Рабби Ишмаэль бен Элиша, современник рабби Иехошуа бен Ханании, взятый в детстве в плен римлянами, говорил: ”Со дня разрушения Храма следовало бы всем нам отказаться от мяса и вина, но нельзя налагать запрета, который большинство народа не в состоянии соблюдать”.
Скорбь была глубокой и проявлялась в аскетических крайностях, против которых возражали выдающиеся ученые своего времени только потому, что "большинство не в состоянии их соблюдать”. Но вскоре эта тяжелая безысходная скорбь, которая как бы восполняла пробел, образовавшийся с потерей огромной национальной ценности — национального и религиозного центра, путем ригорозного соблюдения заповедей сформируется в активную силу. Среда этих "скорбящих о Сионе” породит оруженосцев Шимона Бар-Кохбы — зачинателя небывалой революции, величие которой не померкло из-за ее неудачи. Он использует народное стремление восстановить развалины Иерусалима и Храма, и пламя беспримерного восстания разгорится и охватит все слои народа, мечтающего о свободе и не забывающего своей святыни. Скорбь выльется в великий подвиг.
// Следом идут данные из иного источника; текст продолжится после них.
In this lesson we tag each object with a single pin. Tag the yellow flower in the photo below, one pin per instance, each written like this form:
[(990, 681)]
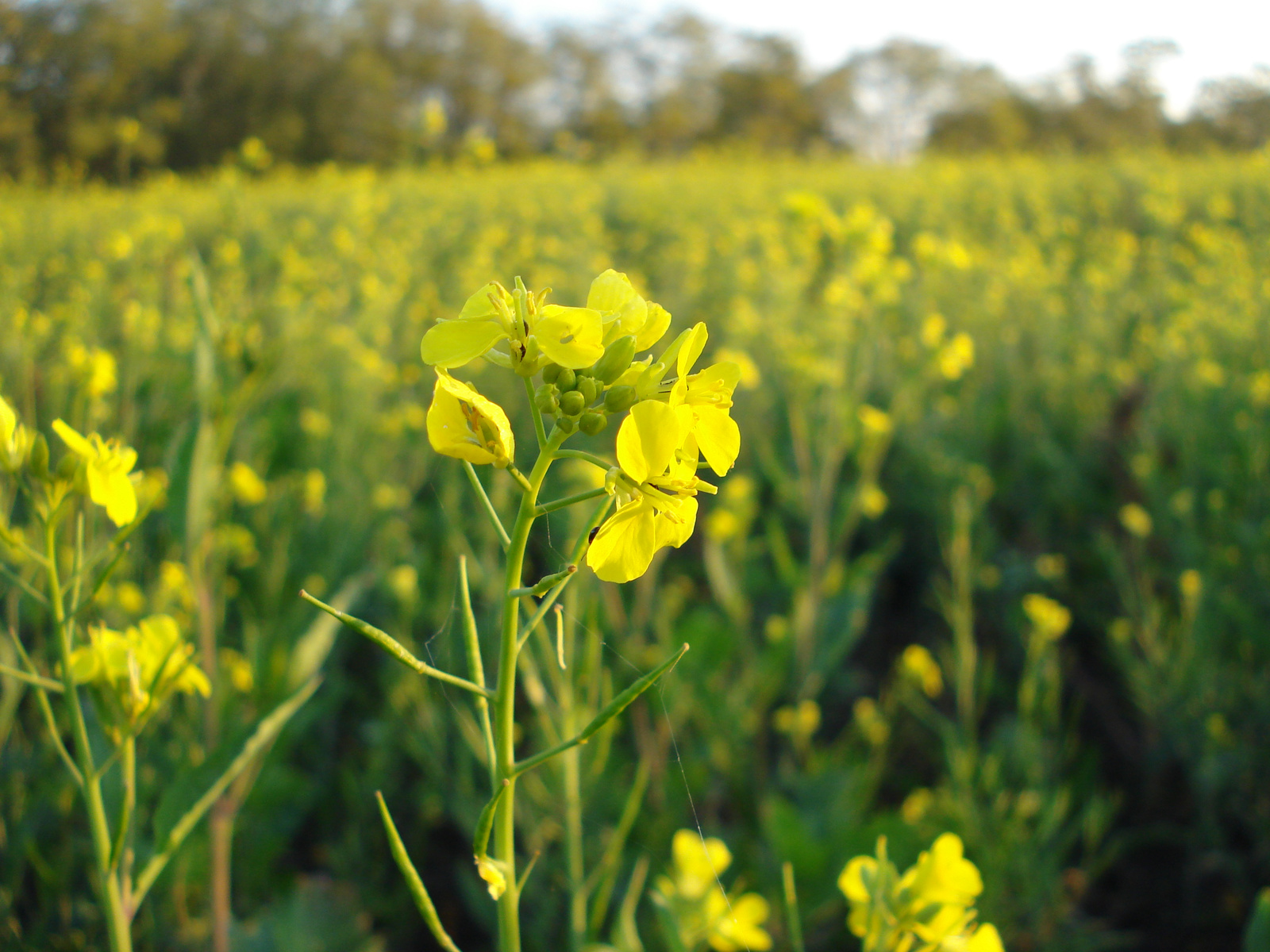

Но во времена Бар-Кохбы евреи жили еще в своей стране, и не страна являлась средоточием их стремлений, а национальная независимость и религиозный центр - Храм. Постепенно, в течение нескольких веков, центр сосредоточения народа и центр его деятельности переместились из Страны Израиля в Вавилонию. Тоска по родине не ослабла, и в ”мессиях” тоже не было недостатка. Упомянем хотя бы лжемессию Моше из Кандии в период амораев. Но нового движения в еврействе тогда не возникло. Амораи продолжали развивать и совершенствовать Талмуд, но ничего нового не создавалось. Поэтому аморай рабби Хиллел счел возможным заявить, что ”нет Мессии для Израиля, ибо его уже истребили в дни Хизкии”. А еще раньше негодовали многие ученые раввины на ”вычислителей конца” и относили пришествие Мессии к ”трем явлениям, наступающим неожиданно”. Само собой понятно, что такие воззрения, хотя и не ослабили тоски по стране предков, не способствовали превращению Эрец-Исраэль в активную движущую силу. Это стало возможным лишь после того, как возникло новое движение в народе.
III
Его первые признаки начали появляться приблизительно через 100 лет после окончательного отредактирования Талмуда — во времена гаонов. Под влиянием ли первых арабских философов и арабских религиозных сект, как полагают некоторые исследователи, из-за того ли, что талмудические ограничения стали слишком тягостными, то ли в силу обеих этих причин начиная с VII в. н. э. (приблизительно через 200 лет после оформления Талмуда и приблизительно за 50 лет до появления Анана) начало проявлять себя движение против Устного Закона. С ним сочетаются мессианские чаяния и стремление к возвращению в Страну Израиля.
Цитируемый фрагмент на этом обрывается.